Wed, Feb 05, 2014 - Page 9 News List

Disasters give cities chance to come back better

By Charles Anderson, Daniel Breece, Tom Dart, Rashmee Roshan Lal  /  The Guardian

Across the city, 134,000 housing units were damaged, but the recovery effort has been fragmented, giving the impression there is no master plan. In the wake of the 2005 flood, money surged into New Orleans. The US Federal Emergency Management Agency provided nearly US$20 billion to help Louisiana recover from Katrina and Rita, the hurricane that hit the city a month later. The levees and floodwalls have been rebuilt at a cost of US$14.5 billion, while the state’s Road Home program claims to have channeled about US$9 billion to more than 130,000 residents.

However, Road Home was beset by administrative problems and was the subject of a discrimination lawsuit settled in 2011 because, typically, it handed out grants based on a home’s pre-Katrina worth, rather than the cost of fixing damage. This was advantageous to people who lived in more expensive, white areas.

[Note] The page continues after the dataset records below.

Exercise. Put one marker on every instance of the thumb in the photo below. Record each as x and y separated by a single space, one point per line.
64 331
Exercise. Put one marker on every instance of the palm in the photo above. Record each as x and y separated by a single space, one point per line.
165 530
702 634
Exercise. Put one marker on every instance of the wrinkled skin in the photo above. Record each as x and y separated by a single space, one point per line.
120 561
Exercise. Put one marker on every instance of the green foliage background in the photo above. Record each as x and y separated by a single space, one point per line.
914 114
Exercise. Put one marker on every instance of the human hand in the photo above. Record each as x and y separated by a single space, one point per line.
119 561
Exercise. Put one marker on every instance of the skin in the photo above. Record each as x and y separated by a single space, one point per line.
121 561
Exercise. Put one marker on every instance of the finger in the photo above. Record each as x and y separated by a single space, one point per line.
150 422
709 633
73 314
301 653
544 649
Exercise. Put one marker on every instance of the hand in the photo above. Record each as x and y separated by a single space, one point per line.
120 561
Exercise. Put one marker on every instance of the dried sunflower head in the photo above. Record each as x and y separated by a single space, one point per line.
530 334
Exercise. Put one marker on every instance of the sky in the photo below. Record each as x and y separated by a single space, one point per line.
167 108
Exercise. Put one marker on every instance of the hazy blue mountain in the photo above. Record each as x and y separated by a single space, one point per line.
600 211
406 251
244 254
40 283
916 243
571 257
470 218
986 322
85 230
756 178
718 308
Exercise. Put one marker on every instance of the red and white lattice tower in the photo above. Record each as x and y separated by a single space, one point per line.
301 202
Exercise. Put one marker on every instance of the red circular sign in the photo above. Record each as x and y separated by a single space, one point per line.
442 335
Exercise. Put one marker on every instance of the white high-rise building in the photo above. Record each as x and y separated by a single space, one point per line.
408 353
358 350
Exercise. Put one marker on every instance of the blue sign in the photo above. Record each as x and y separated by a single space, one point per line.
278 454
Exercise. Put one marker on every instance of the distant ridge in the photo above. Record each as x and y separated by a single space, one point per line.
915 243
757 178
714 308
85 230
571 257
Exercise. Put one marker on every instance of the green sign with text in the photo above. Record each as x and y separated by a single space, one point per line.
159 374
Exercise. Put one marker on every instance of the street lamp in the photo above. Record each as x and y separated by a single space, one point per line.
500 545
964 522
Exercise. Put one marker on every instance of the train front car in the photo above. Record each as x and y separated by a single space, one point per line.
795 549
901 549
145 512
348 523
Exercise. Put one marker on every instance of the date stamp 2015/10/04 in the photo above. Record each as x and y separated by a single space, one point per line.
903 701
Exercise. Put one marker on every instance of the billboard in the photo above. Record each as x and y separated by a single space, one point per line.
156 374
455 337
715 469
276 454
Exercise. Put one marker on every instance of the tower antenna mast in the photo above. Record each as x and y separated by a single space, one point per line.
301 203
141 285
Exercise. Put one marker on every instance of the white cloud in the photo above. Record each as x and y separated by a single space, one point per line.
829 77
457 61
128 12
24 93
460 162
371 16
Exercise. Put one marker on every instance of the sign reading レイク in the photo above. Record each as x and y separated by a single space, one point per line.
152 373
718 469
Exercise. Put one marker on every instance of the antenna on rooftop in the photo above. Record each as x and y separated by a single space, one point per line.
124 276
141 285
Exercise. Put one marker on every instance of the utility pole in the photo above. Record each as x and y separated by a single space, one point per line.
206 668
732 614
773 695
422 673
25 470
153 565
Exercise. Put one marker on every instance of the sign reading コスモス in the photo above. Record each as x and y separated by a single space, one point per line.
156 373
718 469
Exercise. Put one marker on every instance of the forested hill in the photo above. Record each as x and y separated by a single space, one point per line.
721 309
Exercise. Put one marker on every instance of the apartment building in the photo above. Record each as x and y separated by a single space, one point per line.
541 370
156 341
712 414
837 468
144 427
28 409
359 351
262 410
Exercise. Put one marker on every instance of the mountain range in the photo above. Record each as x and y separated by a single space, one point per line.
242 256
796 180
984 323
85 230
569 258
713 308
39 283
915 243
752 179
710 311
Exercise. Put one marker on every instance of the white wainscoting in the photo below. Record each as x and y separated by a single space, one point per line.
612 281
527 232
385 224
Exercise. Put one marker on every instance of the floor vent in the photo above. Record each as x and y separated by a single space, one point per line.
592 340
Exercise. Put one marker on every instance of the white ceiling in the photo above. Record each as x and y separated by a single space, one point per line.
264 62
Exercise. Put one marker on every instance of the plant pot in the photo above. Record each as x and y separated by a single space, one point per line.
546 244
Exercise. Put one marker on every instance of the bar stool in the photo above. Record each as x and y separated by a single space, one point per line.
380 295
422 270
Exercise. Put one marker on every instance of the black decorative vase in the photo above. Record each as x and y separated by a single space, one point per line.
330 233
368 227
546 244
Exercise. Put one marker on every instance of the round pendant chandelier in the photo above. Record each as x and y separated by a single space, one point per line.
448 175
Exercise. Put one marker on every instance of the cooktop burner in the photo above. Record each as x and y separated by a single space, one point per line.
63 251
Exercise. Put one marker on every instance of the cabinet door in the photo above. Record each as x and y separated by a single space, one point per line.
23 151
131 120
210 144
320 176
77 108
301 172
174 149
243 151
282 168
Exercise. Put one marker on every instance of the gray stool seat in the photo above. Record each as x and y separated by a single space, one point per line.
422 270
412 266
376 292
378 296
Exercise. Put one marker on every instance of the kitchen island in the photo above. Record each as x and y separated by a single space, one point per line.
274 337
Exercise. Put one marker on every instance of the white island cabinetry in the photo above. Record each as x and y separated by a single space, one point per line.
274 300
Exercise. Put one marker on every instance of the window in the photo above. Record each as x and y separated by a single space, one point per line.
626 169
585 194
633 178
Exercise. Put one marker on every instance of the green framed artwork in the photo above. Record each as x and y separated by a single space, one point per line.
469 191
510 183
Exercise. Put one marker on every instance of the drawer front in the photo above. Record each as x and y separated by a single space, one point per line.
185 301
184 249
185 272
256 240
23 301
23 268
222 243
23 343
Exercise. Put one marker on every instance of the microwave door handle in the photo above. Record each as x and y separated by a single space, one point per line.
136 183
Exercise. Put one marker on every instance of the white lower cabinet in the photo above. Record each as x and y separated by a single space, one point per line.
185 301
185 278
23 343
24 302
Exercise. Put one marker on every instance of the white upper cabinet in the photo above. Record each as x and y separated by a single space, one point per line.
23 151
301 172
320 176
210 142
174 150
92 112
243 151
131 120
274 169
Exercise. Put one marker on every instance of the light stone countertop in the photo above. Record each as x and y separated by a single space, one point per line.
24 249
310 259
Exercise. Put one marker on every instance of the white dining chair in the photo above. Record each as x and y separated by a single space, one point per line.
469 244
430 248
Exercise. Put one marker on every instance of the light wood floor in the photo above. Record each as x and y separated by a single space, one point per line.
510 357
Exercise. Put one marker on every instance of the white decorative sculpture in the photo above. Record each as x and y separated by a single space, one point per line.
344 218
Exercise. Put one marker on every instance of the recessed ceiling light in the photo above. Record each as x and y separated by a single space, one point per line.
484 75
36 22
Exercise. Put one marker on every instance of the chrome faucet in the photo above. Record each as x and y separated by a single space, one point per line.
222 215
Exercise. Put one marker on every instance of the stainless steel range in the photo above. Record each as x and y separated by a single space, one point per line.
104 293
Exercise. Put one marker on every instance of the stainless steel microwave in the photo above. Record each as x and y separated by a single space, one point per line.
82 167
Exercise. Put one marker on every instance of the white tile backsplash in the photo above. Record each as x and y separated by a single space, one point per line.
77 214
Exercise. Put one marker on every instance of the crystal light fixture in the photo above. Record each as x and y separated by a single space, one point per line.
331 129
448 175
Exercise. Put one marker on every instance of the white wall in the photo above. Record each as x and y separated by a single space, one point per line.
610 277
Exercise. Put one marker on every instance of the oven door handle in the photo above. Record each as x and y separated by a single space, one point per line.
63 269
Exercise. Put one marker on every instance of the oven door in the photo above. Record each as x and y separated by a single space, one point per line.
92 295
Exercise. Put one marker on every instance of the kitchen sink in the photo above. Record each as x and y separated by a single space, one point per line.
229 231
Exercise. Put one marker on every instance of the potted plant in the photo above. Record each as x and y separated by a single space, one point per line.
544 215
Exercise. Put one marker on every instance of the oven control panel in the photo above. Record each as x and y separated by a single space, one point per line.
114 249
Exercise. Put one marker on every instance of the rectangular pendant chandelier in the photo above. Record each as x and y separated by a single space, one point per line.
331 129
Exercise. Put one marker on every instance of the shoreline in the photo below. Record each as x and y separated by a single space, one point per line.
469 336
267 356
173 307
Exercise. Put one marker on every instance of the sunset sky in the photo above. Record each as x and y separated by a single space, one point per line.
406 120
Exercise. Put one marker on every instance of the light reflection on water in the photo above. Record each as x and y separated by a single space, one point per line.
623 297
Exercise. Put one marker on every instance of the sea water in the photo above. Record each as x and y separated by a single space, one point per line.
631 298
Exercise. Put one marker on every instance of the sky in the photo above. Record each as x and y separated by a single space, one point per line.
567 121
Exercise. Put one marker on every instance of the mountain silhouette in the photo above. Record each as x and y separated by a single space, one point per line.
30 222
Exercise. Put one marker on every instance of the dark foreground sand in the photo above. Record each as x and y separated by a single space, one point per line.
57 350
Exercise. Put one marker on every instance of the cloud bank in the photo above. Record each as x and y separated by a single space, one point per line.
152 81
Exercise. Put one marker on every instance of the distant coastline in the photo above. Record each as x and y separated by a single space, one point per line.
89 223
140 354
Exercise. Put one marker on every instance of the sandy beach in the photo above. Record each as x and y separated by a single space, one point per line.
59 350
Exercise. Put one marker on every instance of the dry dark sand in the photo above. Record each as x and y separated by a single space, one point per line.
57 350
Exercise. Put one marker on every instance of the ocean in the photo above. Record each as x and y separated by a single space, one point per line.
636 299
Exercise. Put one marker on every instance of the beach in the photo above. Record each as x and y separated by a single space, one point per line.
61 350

“Eight years is a long time,” 63-year-old Errol Joseph said as he gazed at what remains of his home on Forstall Street in the most barren part of the Ninth Ward.

He has lived here most of his life, in a house that is presently a carapace of interlocking wooden beams, with an oddly neat pyramid of rubble in the front yard.

Of course, not everyone came back. The population of New Orleans slumped from 485,000 in 2000 to an estimated 230,000 residents 11 months after Katrina, according to the Greater New Orleans Community Data Center. However, by July 2012, it was back up to 369,000.


By Charles Anderson

The new Christchurch, which is being marketed as “greener, more compact, more accessible and safer,” will cost in the region of NZ$40 billion (US$32.6 billion) — almost 20 percent of New Zealand’s GDP.

Straight after the 2011 earthquake, the government’s response was to establish a single body, the Canterbury Earthquake Recovery Authority (CERA) to be solely responsible for the project, from the demolition of commercial buildings and homes, to planning the next phase of rebuilding.

“If you look around the world at cities which have experienced disasters, it is single-purpose organizations that are the most efficient,” CERA chief executive Roger Sutton said.

In the early period, almost 8,000 of the area’s 180,000 homes were “red zoned,” meaning that the land they were on was so badly damaged that it was unlikely it could ever be rebuilt on. A further 9,100 properties were reckoned to be uninhabitable because they required such major repairs. From June 2010 to June 2012, the population of the Greater Christchurch area fell by 9,200, or 2 percent.

Yet there have been protests over the way CERA has handled the red zoning of residential areas.

In November last year, some homeowners in the hills were warned that their properties were too dangerous to inhabit, after being told the contrary for more than a year. Before the earthquakes, the city center’s retail areas were not competing well with suburban malls.